Stranger: “Hey, [homophobic slur!]!”

(I straighten back up, with my cane, and turn to face a man roughly half-again my size with an unkempt gray beard lurching toward me from the sidewalk. The sane reaction would be to get back in my car through the open door, shut it, and lock it behind me, but I freeze in place, my entire body tensed up. This man jabs a finger into my collarbone hard enough to hurt, and I remember what’s on the shirt I’m wearing; a rainbow-colored alteration of a well-known logo.)

Stranger: “Is being a [slur] a disability now?! Who the h*** do you think you are?!”

(I slowly raise my shaking hand and point at my cane.)

Stranger: “I just saw you get out of your car by yourself! You don’t need that!”

(He tries to grab it, but I pull my hand back. He settles for smacking me upside the forehead. It takes me a second to even realize what just happened. I’ve never been outright assaulted by a stranger before, but somehow this is where I finally find my voice, even if it quivers and breaks as I speak.)

Me: “If you touch me again, I will act in self-defense.”
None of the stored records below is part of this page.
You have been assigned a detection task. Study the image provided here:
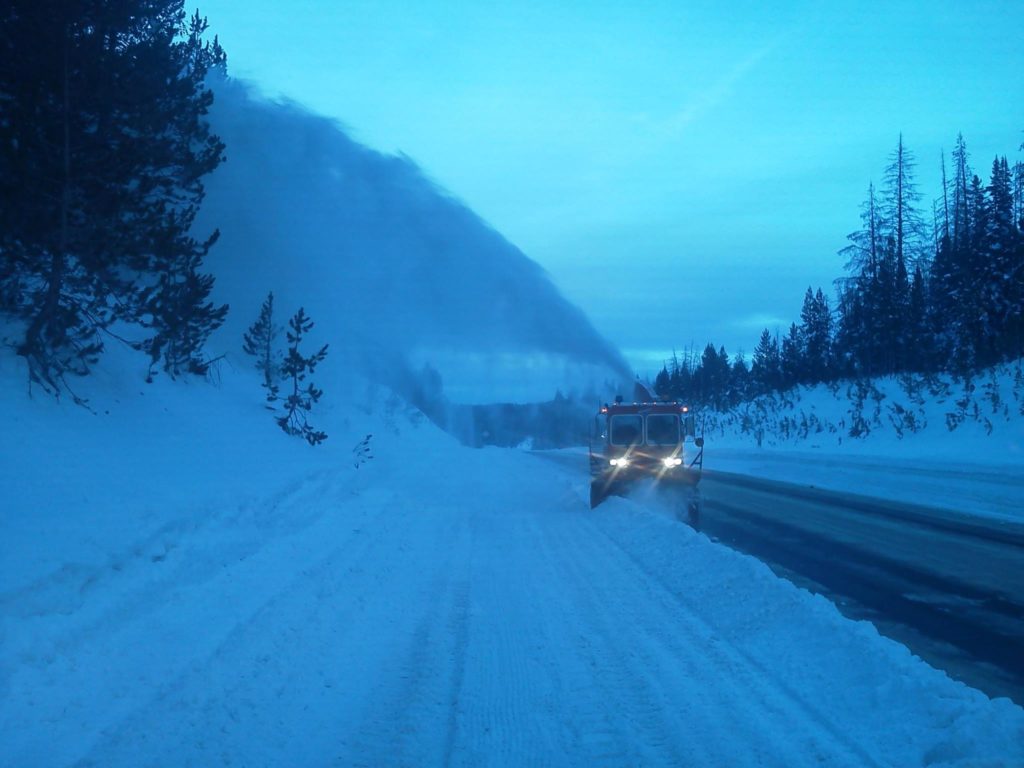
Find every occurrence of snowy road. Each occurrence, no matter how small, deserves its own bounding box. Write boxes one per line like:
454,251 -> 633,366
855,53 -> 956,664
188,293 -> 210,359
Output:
701,472 -> 1024,703
0,447 -> 1024,766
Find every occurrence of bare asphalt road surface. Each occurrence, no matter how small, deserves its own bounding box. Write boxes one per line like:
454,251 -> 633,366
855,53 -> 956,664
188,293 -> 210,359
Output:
699,472 -> 1024,703
539,452 -> 1024,706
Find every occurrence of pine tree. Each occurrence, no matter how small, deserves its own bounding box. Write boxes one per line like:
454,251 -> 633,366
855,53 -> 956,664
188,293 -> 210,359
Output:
977,158 -> 1024,364
751,328 -> 782,394
780,323 -> 807,389
0,0 -> 222,394
278,307 -> 328,445
242,292 -> 281,402
800,286 -> 831,384
883,133 -> 925,268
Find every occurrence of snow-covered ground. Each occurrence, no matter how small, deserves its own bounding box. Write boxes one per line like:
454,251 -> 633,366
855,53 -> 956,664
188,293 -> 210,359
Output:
705,364 -> 1024,520
0,358 -> 1024,766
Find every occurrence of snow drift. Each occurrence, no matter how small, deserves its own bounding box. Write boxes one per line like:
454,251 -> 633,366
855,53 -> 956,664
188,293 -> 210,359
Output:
197,80 -> 629,401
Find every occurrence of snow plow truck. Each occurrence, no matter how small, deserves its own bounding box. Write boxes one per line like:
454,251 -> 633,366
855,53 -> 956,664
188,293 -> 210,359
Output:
590,387 -> 703,526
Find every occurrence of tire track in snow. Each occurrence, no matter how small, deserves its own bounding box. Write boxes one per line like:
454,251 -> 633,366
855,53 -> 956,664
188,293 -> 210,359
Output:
19,479 -> 393,765
573,505 -> 879,766
335,509 -> 469,766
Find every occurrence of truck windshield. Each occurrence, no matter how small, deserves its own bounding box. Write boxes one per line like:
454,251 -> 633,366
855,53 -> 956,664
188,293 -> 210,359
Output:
647,414 -> 679,445
611,414 -> 643,445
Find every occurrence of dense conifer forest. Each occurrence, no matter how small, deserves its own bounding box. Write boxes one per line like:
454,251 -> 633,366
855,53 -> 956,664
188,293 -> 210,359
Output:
0,0 -> 227,399
655,135 -> 1024,410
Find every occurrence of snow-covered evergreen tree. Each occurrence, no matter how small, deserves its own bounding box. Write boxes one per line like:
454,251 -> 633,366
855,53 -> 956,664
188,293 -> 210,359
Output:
242,292 -> 281,402
278,307 -> 328,445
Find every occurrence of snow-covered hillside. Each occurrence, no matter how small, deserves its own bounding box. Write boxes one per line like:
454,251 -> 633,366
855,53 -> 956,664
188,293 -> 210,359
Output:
191,75 -> 631,402
703,361 -> 1024,519
0,368 -> 1024,767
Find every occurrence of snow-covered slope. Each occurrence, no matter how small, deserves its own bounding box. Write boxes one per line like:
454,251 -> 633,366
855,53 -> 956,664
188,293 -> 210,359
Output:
0,359 -> 1024,767
197,80 -> 631,402
705,361 -> 1024,519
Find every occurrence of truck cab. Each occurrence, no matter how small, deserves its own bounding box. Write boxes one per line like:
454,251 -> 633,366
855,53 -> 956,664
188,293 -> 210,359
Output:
590,397 -> 703,507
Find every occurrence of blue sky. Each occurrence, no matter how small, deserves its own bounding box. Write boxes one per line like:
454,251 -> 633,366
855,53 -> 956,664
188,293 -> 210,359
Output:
193,0 -> 1024,374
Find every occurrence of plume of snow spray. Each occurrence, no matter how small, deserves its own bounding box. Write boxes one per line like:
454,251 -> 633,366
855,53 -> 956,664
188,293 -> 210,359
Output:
198,80 -> 629,402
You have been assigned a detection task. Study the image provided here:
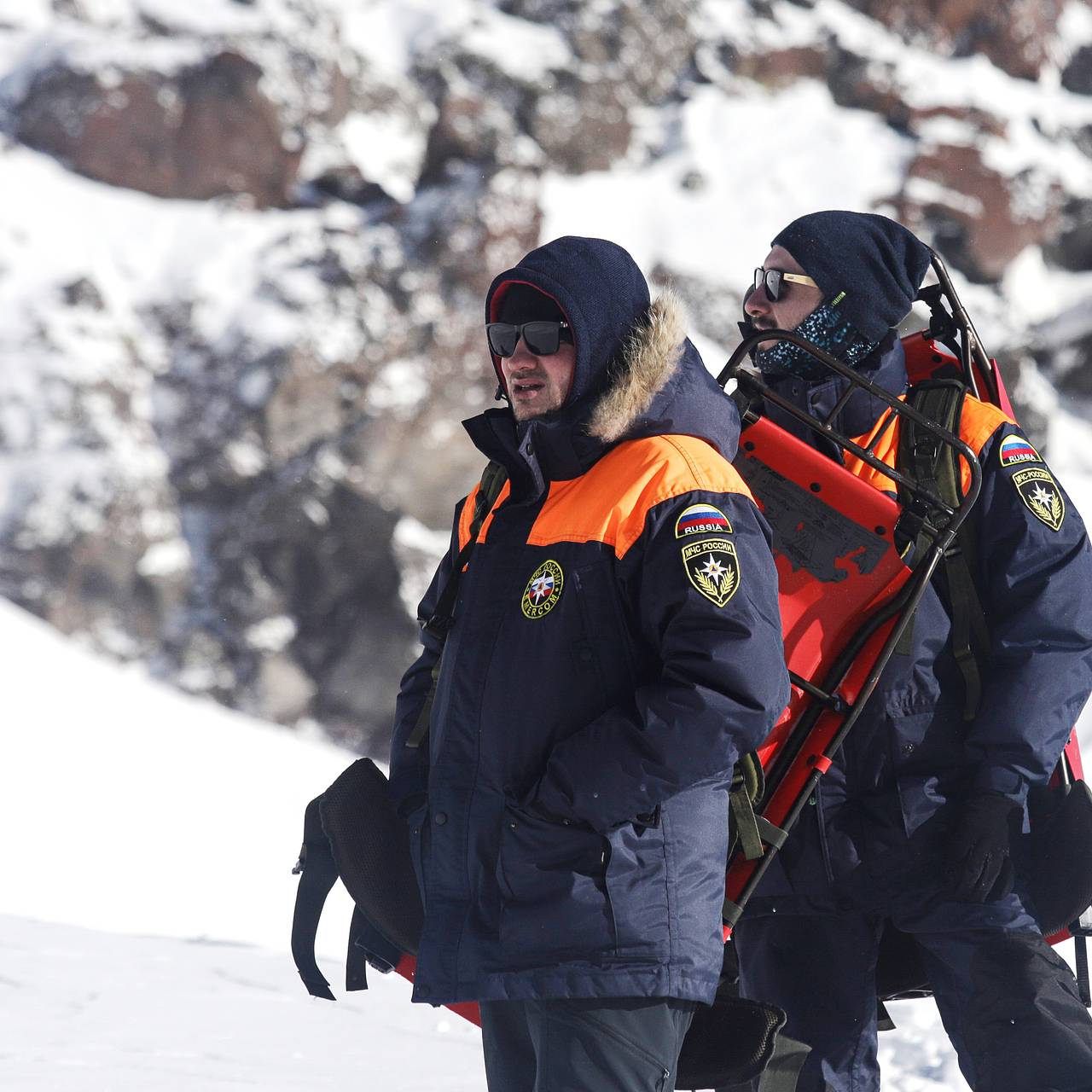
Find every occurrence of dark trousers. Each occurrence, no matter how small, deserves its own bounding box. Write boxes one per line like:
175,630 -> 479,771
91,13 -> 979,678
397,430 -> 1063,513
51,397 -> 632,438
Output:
480,997 -> 695,1092
734,896 -> 1092,1092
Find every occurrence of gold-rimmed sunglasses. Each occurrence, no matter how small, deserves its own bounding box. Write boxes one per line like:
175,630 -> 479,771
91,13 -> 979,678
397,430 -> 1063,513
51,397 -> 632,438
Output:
747,265 -> 819,303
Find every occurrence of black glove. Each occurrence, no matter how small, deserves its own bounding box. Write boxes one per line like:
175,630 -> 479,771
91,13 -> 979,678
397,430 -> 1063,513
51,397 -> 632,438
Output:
948,793 -> 1023,902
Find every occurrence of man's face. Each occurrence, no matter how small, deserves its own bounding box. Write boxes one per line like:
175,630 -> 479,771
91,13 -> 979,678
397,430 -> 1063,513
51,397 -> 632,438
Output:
500,338 -> 577,421
744,247 -> 822,350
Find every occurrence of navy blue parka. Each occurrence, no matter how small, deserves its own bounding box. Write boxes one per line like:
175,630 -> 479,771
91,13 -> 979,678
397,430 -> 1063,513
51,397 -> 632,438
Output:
391,238 -> 787,1003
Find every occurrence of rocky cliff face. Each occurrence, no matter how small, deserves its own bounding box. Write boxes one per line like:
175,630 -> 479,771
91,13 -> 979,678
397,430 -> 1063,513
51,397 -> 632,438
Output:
0,0 -> 1092,753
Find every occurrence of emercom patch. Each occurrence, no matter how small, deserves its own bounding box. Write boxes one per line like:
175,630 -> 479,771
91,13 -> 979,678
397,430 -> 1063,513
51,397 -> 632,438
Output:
682,538 -> 740,607
520,561 -> 565,618
675,504 -> 732,538
1013,468 -> 1066,531
998,433 -> 1043,467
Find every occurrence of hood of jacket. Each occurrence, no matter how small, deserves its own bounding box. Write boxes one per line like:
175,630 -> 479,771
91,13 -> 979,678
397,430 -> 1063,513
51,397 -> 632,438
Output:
464,235 -> 740,492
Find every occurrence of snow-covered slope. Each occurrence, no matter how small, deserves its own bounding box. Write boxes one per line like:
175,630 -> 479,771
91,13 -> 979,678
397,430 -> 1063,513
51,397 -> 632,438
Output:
0,604 -> 1092,1092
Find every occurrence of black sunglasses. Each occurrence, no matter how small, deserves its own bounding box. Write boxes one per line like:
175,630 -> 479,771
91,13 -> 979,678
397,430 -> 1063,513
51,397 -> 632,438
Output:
745,265 -> 819,304
485,321 -> 572,357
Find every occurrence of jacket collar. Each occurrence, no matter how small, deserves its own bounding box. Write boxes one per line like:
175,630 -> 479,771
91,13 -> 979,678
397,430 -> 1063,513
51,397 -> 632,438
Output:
765,330 -> 909,462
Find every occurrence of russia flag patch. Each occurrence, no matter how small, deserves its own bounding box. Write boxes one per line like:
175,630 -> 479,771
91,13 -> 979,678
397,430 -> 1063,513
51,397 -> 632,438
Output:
999,433 -> 1043,467
675,504 -> 732,538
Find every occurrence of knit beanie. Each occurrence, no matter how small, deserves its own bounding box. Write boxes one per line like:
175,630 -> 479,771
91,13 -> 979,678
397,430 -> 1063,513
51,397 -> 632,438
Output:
771,211 -> 932,342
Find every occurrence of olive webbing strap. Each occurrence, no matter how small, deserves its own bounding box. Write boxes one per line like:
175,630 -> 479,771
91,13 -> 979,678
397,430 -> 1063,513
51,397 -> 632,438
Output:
405,459 -> 508,748
896,380 -> 990,721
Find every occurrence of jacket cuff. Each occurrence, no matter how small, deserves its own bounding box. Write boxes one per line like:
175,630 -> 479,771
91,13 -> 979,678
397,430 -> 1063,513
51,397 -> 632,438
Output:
972,765 -> 1027,804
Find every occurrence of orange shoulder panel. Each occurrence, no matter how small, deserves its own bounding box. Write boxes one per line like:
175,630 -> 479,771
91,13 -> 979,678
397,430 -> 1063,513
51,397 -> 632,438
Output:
845,406 -> 905,492
527,436 -> 753,558
845,394 -> 1014,492
959,394 -> 1015,492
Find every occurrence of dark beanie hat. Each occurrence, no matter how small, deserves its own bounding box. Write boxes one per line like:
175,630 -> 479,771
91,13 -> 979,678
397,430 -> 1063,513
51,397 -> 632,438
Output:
497,282 -> 565,322
771,211 -> 932,342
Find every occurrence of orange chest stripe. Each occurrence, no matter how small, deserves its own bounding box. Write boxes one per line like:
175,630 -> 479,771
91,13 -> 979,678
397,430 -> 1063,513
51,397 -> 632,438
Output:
527,436 -> 752,559
459,481 -> 512,549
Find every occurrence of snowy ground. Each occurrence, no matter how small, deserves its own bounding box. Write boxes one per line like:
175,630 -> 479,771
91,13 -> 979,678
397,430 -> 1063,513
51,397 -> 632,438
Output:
0,603 -> 1092,1092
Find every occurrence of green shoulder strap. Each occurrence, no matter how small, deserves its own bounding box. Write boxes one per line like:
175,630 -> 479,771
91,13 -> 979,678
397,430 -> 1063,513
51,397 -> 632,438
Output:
897,380 -> 990,721
406,459 -> 508,747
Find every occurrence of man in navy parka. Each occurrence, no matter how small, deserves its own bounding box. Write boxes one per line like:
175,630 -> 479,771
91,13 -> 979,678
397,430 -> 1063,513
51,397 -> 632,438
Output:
391,237 -> 788,1092
734,211 -> 1092,1092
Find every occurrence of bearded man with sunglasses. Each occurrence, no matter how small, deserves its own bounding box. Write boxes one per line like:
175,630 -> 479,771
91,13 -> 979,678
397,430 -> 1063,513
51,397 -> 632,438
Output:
734,211 -> 1092,1092
391,237 -> 788,1092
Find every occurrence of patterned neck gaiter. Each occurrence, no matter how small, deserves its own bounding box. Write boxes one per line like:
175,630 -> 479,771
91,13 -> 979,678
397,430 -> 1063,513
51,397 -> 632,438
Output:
753,304 -> 879,380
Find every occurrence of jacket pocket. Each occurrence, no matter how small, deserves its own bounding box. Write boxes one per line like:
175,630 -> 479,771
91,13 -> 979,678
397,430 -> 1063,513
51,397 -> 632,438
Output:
497,804 -> 615,967
572,562 -> 636,701
606,823 -> 671,960
406,800 -> 428,905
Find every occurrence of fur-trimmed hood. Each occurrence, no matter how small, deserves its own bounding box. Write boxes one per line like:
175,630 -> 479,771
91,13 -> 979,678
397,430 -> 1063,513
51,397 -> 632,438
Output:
465,235 -> 740,491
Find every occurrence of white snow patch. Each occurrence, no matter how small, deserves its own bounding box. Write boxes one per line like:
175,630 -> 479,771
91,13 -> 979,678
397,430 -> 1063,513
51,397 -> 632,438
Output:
367,357 -> 429,420
247,615 -> 296,652
461,8 -> 573,83
136,538 -> 192,578
903,175 -> 982,218
542,81 -> 912,285
340,105 -> 436,204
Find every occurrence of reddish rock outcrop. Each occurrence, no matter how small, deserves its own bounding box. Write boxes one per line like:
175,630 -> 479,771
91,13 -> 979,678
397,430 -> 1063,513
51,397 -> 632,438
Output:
850,0 -> 1064,79
896,107 -> 1062,282
15,52 -> 301,207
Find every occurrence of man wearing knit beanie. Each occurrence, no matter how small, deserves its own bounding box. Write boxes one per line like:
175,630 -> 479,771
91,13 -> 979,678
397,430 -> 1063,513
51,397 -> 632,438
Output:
734,211 -> 1092,1092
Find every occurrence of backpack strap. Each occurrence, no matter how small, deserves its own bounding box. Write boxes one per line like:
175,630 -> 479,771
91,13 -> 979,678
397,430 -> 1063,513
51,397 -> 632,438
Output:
292,796 -> 338,1002
897,379 -> 990,721
405,459 -> 508,748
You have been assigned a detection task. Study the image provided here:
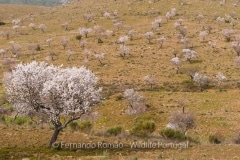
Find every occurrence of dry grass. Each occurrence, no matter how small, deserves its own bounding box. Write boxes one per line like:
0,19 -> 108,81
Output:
0,0 -> 240,159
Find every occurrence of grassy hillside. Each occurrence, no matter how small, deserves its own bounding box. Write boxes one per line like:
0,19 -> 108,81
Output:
0,0 -> 240,159
0,0 -> 67,7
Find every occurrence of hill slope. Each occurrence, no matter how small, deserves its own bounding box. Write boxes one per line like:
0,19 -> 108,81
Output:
0,0 -> 68,7
0,0 -> 240,159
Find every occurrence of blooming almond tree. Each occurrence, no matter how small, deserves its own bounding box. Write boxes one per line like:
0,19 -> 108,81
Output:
4,61 -> 101,147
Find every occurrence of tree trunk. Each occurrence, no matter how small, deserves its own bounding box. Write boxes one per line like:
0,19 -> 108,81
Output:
48,126 -> 62,148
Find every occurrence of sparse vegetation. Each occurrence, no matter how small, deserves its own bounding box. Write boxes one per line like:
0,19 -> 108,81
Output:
130,120 -> 156,137
0,0 -> 240,159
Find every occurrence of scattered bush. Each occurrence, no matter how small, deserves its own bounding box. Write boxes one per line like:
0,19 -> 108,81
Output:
208,133 -> 224,144
75,34 -> 82,41
107,126 -> 122,136
130,120 -> 156,137
160,128 -> 186,141
233,133 -> 240,144
167,112 -> 195,135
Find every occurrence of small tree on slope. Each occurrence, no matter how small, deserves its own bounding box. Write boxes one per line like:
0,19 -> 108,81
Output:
4,61 -> 101,147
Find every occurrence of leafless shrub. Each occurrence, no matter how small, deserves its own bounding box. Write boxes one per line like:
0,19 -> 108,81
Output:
144,75 -> 156,89
167,112 -> 196,135
124,89 -> 146,115
61,22 -> 69,31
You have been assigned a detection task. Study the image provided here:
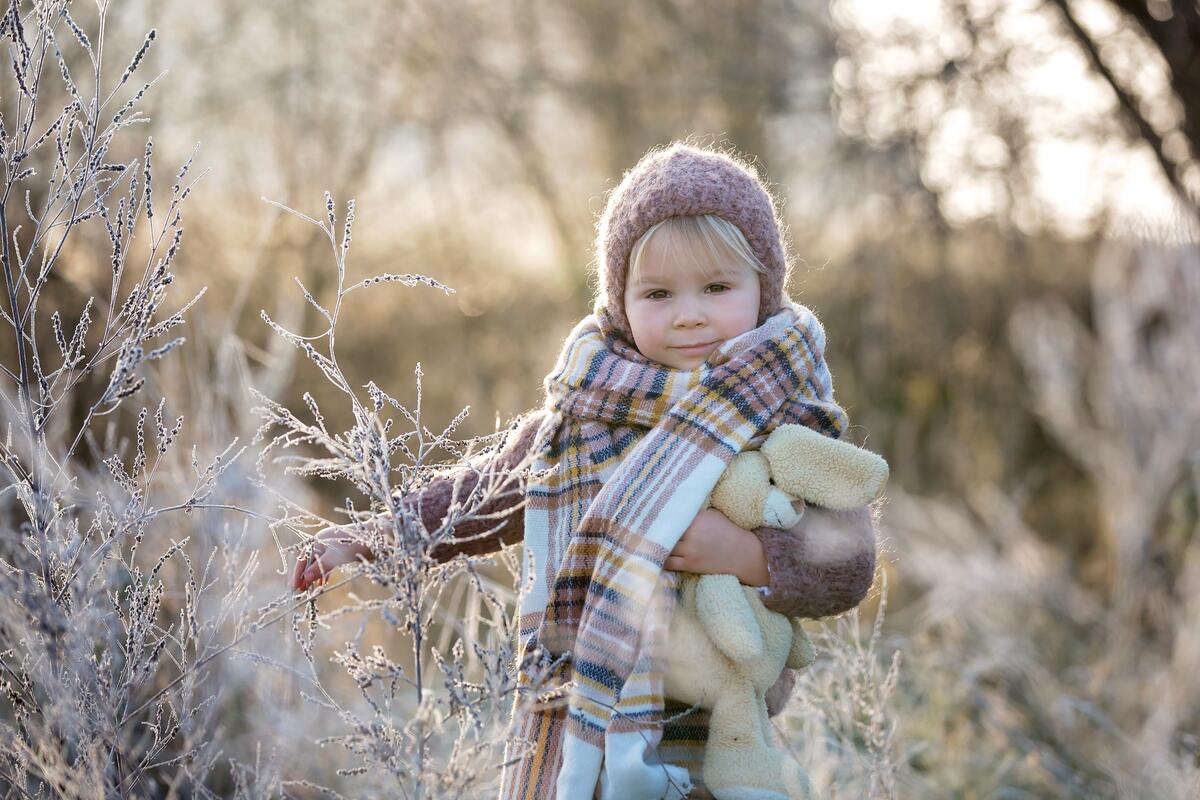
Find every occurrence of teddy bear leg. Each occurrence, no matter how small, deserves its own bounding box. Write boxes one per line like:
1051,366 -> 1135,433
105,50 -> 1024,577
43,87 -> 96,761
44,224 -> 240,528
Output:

(He gave an “Oh, really?” smirk and smacked me in the ear before I could react. I panicked and wildly slammed my cane against the side of his face with every bit of strength I could muster, and then threw the cane into the car and dove in after it, finally shutting the door and locking it. The man started pounding on my window while holding a hand against the bloody side of his face and shouting nothing I could understand. I got my keys from my pocket, started the car, and got out of there as fast as I could. Thankfully, the man didn’t try to leap on my windshield or anything. As I drove, I looked over at my cane and saw that it was nearly broken through near the handle, and the splinters were smeared with blood. Several blocks away, I stopped to dial 911. To summarize the rest, someone in the restaurant had already called 911 when the guy first accosted me, I now have a restraining order, and he’s awaiting trial, even though according to him, he didn’t do anything to me that he wouldn’t do to his own kid if they were being stupid. And I still haven’t replaced my cane. Even knowing it could have been much worse, I have nightmares, and I’m too afraid to use my handicap placard any more. Thanks, random stranger.)